DECORATIONS & WRAPPING:
Take care to supervise your pets around wrapping paper, decorations and presents. These can pose a risk of poisoning or chocking incidents, and may even get stuck in the stomach or intestines. All of these are life threatening. Try to keep smaller items out of reach, eg. keep baubles off the lower branches of your tree, make sure batteries are in a cupboard.
GRAPES, RAISINS & SULTANAS:
The above are all toxic to your pet. Therefore please take care with mince pies, Christmas cake and pudding and anything else with these ingredients. other food items that can be dangerous to your pet include onions and garlic, peanuts and macadamia nuts. If in doubt, just stick to your pet’s normal diet and either give them pet treats if you feel the need, or save a bit of their main meals to give them as treats.
Alcohol, especially if sweet, can be very palatable to pets. Ensure alcohol is not left around where pets can reach it. This includes any food items, such as Christmas pudding, which may contain it.
The Christmas period can be a very busy one with friends and families coming and going from the home. Be mindful that your pets may not be used to many people, or increased noises so make sure they have a safe, quiet place they can retreat to if necessary. We often hear the influx of the grandchildren into the home causes the cat to seek shelter under a bed and not come out – this is fine, the cat is utilising a coping mechanism to deal with a stressful situation – just make sure Tiddles has everything they need – food, water and litter tray within easy access from the hidey area (imagine having to run the gauntlet of many fearful things while needing the loo!). Dogs and cats benefit from artificial pheromones which are available as plug in diffusers – Adaptil and Feliway. Get these plugged in near your pet’s hide out and this will ease their stress levels.

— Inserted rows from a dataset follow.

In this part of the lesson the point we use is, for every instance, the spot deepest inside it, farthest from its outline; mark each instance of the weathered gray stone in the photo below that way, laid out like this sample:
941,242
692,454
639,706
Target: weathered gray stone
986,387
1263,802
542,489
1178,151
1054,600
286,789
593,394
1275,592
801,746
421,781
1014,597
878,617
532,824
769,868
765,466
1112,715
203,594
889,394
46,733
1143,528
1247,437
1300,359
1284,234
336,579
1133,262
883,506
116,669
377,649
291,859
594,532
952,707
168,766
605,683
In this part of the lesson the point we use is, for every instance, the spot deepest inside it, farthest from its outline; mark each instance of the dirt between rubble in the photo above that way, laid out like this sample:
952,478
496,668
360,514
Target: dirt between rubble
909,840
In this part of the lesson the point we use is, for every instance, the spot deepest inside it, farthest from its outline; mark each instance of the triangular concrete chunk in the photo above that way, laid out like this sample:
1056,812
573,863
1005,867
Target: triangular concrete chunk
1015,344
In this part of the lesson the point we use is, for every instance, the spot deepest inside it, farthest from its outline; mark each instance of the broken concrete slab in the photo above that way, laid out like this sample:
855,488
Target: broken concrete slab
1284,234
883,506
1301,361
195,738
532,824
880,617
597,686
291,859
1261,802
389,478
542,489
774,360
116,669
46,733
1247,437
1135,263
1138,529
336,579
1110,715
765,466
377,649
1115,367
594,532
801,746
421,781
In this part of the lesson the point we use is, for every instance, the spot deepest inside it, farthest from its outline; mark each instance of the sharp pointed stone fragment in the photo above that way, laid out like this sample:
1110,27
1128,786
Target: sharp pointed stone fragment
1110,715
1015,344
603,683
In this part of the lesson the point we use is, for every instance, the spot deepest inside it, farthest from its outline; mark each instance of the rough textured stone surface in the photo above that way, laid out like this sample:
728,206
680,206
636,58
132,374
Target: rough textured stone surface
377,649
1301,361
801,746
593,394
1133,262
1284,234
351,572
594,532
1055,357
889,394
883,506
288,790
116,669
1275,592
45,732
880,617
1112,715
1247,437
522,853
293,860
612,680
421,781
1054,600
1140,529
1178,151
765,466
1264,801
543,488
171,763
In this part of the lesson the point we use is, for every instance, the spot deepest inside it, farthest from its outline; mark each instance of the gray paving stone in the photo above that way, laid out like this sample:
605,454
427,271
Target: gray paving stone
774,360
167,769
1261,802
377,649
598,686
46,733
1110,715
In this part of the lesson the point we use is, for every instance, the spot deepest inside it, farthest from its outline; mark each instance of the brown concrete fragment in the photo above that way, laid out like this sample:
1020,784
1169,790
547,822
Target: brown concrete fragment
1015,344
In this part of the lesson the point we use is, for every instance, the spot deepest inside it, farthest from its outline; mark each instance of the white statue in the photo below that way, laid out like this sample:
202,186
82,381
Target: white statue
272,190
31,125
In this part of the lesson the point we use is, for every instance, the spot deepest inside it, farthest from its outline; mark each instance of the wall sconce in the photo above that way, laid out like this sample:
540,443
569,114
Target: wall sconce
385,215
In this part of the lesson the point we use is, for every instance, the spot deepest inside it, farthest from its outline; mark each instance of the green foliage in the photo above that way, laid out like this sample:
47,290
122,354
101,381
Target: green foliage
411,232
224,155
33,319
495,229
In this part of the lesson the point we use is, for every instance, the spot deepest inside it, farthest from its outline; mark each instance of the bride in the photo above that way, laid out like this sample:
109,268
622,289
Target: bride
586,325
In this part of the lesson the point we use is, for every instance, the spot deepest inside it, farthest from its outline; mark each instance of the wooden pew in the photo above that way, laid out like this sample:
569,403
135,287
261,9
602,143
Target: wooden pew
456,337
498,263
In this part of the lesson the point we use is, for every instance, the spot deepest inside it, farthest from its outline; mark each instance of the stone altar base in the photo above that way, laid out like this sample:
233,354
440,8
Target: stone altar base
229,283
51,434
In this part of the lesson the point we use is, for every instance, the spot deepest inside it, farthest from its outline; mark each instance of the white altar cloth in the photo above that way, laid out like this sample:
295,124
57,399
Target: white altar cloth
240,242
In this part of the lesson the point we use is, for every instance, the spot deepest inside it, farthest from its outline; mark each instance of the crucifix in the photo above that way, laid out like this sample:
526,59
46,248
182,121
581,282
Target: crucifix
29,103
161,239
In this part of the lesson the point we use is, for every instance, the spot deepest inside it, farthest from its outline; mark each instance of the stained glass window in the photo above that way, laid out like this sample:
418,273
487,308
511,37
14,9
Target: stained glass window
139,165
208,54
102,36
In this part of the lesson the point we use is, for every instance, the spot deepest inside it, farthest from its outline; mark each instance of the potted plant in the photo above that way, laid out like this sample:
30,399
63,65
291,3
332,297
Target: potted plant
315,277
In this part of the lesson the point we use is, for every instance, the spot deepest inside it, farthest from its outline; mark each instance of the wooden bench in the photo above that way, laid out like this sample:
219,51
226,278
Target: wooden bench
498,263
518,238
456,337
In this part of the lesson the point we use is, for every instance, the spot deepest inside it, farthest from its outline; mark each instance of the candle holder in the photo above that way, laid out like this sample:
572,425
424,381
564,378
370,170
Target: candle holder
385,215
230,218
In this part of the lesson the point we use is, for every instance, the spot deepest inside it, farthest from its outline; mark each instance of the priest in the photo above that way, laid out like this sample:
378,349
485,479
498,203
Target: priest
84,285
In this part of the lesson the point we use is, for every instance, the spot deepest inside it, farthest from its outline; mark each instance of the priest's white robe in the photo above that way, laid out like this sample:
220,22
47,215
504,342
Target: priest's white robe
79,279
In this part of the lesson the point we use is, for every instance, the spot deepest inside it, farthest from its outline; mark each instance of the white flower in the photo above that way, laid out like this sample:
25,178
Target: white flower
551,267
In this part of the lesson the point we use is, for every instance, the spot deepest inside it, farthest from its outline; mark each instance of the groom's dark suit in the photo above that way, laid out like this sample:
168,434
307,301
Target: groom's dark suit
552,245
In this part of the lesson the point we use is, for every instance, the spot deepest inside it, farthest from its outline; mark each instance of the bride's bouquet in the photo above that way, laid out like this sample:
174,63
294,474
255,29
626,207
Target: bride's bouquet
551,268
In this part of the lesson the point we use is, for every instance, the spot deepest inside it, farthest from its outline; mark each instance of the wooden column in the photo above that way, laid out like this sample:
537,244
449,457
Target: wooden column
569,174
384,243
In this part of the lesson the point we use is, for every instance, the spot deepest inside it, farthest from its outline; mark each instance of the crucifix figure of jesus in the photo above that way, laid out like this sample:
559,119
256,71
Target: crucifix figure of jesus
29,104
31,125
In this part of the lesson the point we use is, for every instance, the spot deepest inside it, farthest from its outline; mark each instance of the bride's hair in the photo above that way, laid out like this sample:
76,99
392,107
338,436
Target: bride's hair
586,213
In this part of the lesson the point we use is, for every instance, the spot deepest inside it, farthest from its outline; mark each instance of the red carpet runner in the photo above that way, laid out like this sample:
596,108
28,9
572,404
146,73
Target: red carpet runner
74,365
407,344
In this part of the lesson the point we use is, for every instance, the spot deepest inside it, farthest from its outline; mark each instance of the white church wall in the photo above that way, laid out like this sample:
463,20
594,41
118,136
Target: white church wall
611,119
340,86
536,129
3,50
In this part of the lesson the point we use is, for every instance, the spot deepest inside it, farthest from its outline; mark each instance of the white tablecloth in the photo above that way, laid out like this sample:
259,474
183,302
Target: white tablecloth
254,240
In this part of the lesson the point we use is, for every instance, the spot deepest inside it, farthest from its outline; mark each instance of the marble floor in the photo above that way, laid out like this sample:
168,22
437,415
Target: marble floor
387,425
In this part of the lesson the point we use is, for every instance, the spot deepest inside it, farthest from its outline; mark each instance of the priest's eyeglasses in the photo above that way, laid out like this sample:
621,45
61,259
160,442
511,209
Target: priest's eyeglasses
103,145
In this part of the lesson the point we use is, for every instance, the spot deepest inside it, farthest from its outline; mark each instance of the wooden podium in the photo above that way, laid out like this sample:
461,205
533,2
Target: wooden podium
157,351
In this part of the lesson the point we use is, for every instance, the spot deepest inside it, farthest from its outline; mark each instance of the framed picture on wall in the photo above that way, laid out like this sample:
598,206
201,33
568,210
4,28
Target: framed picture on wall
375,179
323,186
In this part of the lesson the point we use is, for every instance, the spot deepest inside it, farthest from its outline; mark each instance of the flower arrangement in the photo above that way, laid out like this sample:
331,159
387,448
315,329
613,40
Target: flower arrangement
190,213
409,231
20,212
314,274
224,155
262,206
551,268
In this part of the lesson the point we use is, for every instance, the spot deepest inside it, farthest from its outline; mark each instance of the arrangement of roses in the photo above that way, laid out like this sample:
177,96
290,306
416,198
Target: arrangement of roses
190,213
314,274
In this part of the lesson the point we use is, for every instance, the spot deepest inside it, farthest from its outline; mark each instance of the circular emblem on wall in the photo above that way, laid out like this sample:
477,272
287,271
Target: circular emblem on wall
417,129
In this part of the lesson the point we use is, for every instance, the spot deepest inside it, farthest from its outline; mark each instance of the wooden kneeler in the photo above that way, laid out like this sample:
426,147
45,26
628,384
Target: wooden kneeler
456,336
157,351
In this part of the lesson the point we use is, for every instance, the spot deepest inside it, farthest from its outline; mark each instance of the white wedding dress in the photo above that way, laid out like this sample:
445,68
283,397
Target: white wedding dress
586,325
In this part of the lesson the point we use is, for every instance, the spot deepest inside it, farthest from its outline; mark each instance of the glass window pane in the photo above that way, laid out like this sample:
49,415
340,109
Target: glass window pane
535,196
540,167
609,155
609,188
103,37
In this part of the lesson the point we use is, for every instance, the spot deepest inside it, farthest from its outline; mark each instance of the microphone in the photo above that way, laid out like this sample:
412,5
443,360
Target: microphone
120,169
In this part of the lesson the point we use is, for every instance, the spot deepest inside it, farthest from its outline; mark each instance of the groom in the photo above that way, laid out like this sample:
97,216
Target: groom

We would strongly advise against choosing or buying an animal on impulse at Christmas. Pets should NEVER be given as a present. Taking on a pet is a big responsibility and something that legally requires duty of care. The cost of a healthy dog can be at least £1000 per year and a cat £700, factoring not just vet bills, but general feeding and activity enrichments aswell.
Small pets such as hamsters, guinea pigs and rabbits are often given as pets to children. This is not advisable as they still require careful husbandry and upkeep and can life for many years.
Finally, spare a thought for the animals that do not have a home this Christmas. At all our surgeries there are donation boxes for money, food, bedding and toys which are distributed between numerous animal charities in the Warwickshire area. These donated items and funds help these charities to function throughout the year against overwhelming numbers of abandoned animals. Please give if you can.
So a lot of things to be aware of, but please don’t be down heartened! We are just trying to avoid some of the common problems that can occur this time of year. If you are a client of ours and you are worried over the holidays when our surgeries are closed. Just call your local surgery and follow the message instructions on how to page our vet on call. They will be more than happy to talk to you if you are worried or arrange to see you on our Hillmorton or Leamington Spa surgeries.
Have a happy and safe Christmas and New Year! Enjoy yourselves and love your pets!